Waterstone’s to close in Dublin

The shape of things to come?

The shape of things to come?

I was genuinely saddened when I heard the news yesterday, although not surprised. I like Waterstone’s a lot. I love browsing, coming across books that I don’t see anywhere else in Dublin in their excellent history section. I liked their staff, who actually read books. I liked the atmosphere in the store. Yet I’m not surprised that they’re closing, because in the last two years I’d say I spent less than €75 in the store.

That’s the problem. I go in, have a browse, and if I see something I really like, I’ll probably buy it cheaper on Amazon.  Yet there’s the hard thing for Waterstone’s, because without them I probably would not have seen the book in the first place.

Book stores, and music stores, are both being hammered by the wider choice and cheaper prices available online, and also by the higher overheads of maintaining a main street bricks and mortar presence. They still have the impulse advantage, that DVD or book you just happen to see at just the right price and snatch it up, but that’s not enough to build a business model on, is it?

What’s the future: A world without bookstores? Personally, I suspect we may end up with huge book warehouses on the outskirts of cities, IKEA style operations which become Saturday afternoon destinations for bibliophiles, with upmarket dining and facilities for book clubs and author lectures. Through sheer size they may be able to compete with the web on price and choice. And who knows, maybe even bring like-minded people together: Singles night at BookMegaMart, anyone?

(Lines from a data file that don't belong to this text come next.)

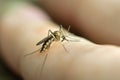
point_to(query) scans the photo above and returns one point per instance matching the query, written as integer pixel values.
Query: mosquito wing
(43, 40)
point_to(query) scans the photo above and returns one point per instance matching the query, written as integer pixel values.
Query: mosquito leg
(51, 34)
(43, 64)
(65, 48)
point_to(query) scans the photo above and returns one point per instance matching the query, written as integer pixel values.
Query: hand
(24, 25)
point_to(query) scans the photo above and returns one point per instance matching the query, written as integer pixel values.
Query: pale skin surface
(24, 25)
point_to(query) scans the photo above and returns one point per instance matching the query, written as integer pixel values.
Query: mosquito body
(52, 36)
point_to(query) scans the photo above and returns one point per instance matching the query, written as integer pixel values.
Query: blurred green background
(6, 73)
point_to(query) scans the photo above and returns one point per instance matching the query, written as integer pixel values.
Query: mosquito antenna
(31, 52)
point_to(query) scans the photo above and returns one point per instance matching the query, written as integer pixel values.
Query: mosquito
(46, 42)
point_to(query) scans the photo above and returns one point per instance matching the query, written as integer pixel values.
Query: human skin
(24, 25)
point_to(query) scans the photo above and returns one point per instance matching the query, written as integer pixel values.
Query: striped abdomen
(47, 44)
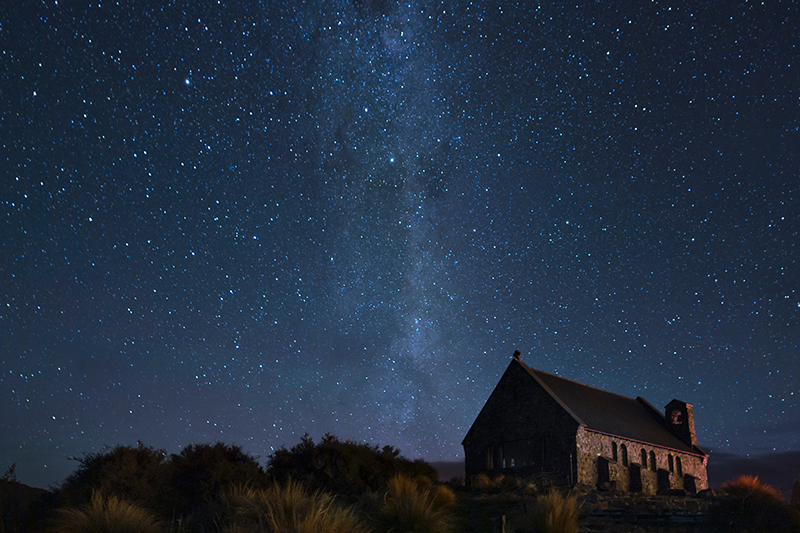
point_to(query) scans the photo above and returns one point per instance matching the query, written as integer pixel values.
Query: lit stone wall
(592, 446)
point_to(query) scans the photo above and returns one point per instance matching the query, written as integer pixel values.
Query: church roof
(613, 414)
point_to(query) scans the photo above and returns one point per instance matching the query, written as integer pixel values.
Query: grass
(753, 506)
(107, 515)
(553, 513)
(409, 506)
(751, 487)
(288, 508)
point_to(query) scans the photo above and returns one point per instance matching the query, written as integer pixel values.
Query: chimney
(680, 419)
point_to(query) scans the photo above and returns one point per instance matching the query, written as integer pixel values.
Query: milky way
(247, 223)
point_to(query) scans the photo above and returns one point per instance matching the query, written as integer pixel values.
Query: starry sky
(246, 221)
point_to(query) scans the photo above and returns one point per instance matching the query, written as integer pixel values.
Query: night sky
(242, 223)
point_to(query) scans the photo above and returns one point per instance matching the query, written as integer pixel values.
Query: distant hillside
(21, 506)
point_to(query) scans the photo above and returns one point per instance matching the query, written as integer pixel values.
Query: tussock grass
(483, 482)
(107, 515)
(753, 506)
(409, 507)
(288, 508)
(750, 486)
(553, 513)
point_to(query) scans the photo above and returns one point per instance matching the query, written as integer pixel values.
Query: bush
(553, 513)
(107, 515)
(409, 507)
(138, 475)
(288, 508)
(754, 507)
(203, 472)
(344, 468)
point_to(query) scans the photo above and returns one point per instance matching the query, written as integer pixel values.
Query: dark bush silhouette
(180, 486)
(201, 472)
(343, 467)
(139, 475)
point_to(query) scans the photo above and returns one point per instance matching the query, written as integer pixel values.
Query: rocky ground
(620, 512)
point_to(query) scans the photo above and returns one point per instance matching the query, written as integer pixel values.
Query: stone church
(535, 423)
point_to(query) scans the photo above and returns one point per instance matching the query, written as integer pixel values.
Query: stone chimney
(680, 419)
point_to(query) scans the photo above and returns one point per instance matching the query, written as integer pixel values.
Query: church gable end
(538, 423)
(520, 427)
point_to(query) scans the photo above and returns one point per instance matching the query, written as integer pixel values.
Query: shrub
(107, 515)
(203, 472)
(410, 507)
(553, 513)
(288, 508)
(753, 506)
(135, 474)
(345, 468)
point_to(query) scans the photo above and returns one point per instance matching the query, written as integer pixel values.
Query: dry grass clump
(288, 508)
(483, 482)
(553, 513)
(410, 507)
(443, 497)
(754, 507)
(750, 486)
(107, 515)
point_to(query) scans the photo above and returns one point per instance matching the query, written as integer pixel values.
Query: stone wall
(521, 425)
(597, 462)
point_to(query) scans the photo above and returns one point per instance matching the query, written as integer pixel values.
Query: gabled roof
(613, 414)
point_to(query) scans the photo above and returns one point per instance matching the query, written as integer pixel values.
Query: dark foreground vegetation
(341, 487)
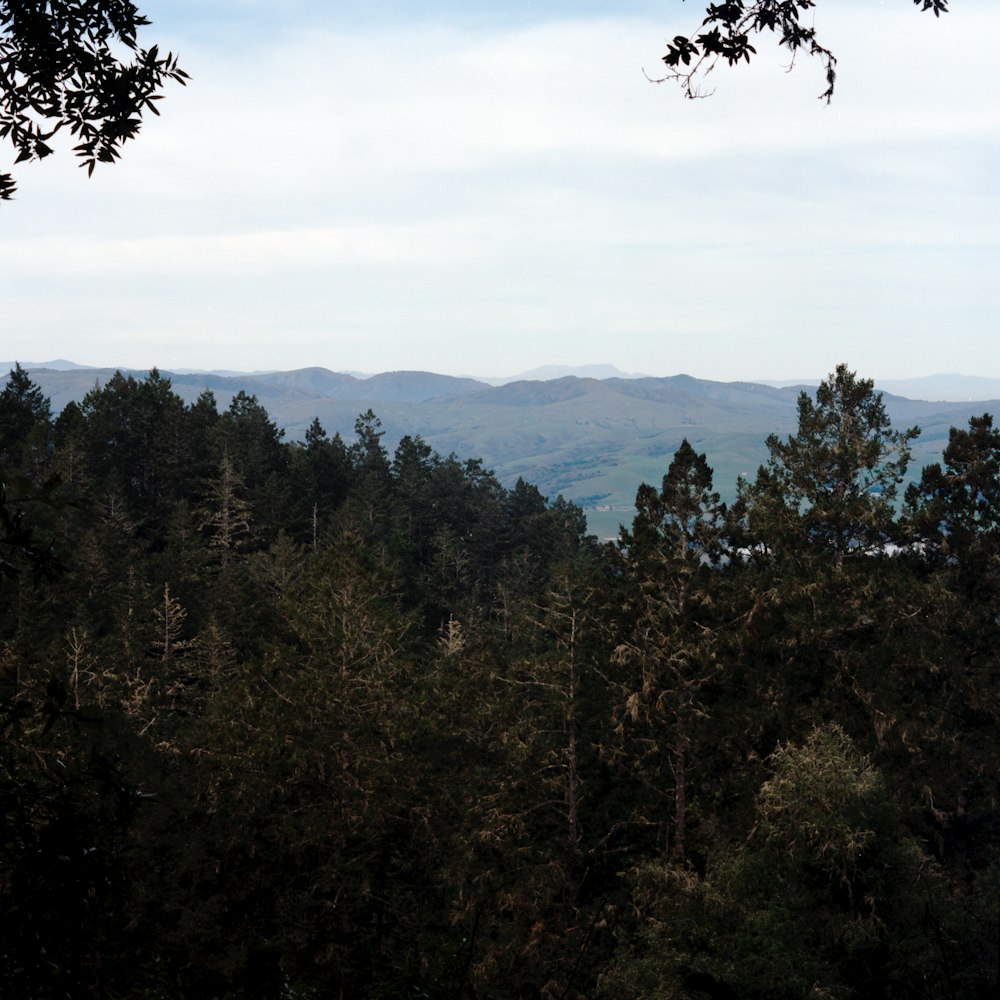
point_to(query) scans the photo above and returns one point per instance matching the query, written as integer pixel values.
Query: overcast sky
(482, 188)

2 thoughts on “Waterstone’s to close in Dublin

  1. But if you don’t carry a decent stock you’re just the book section of Tescos. I was in Veritas the other day. They have a four volume commentary on the Gospels by Thomas Aquinas which I know will probably be there for years before anyone will buy it. But it makes the shop a proper book shop – full of things you would never consider buying normally. I love bargain book shops as well and trying authors you never heard of for 2 euro but you need shops with obscure titles.

    Or did you just mean the quantity?

  2. A friend of mine works for Waterstones and tells me that the biggest problem they have is that the management insist on each store having a huge amount of stock either on the shelves or in the store out the back. Most of this never gets sold and ends up being shipped back to the distributor with all the extra costs that entails. If they held less stock in store then that would make a big difference to their overheads but as usual the management won’t listen!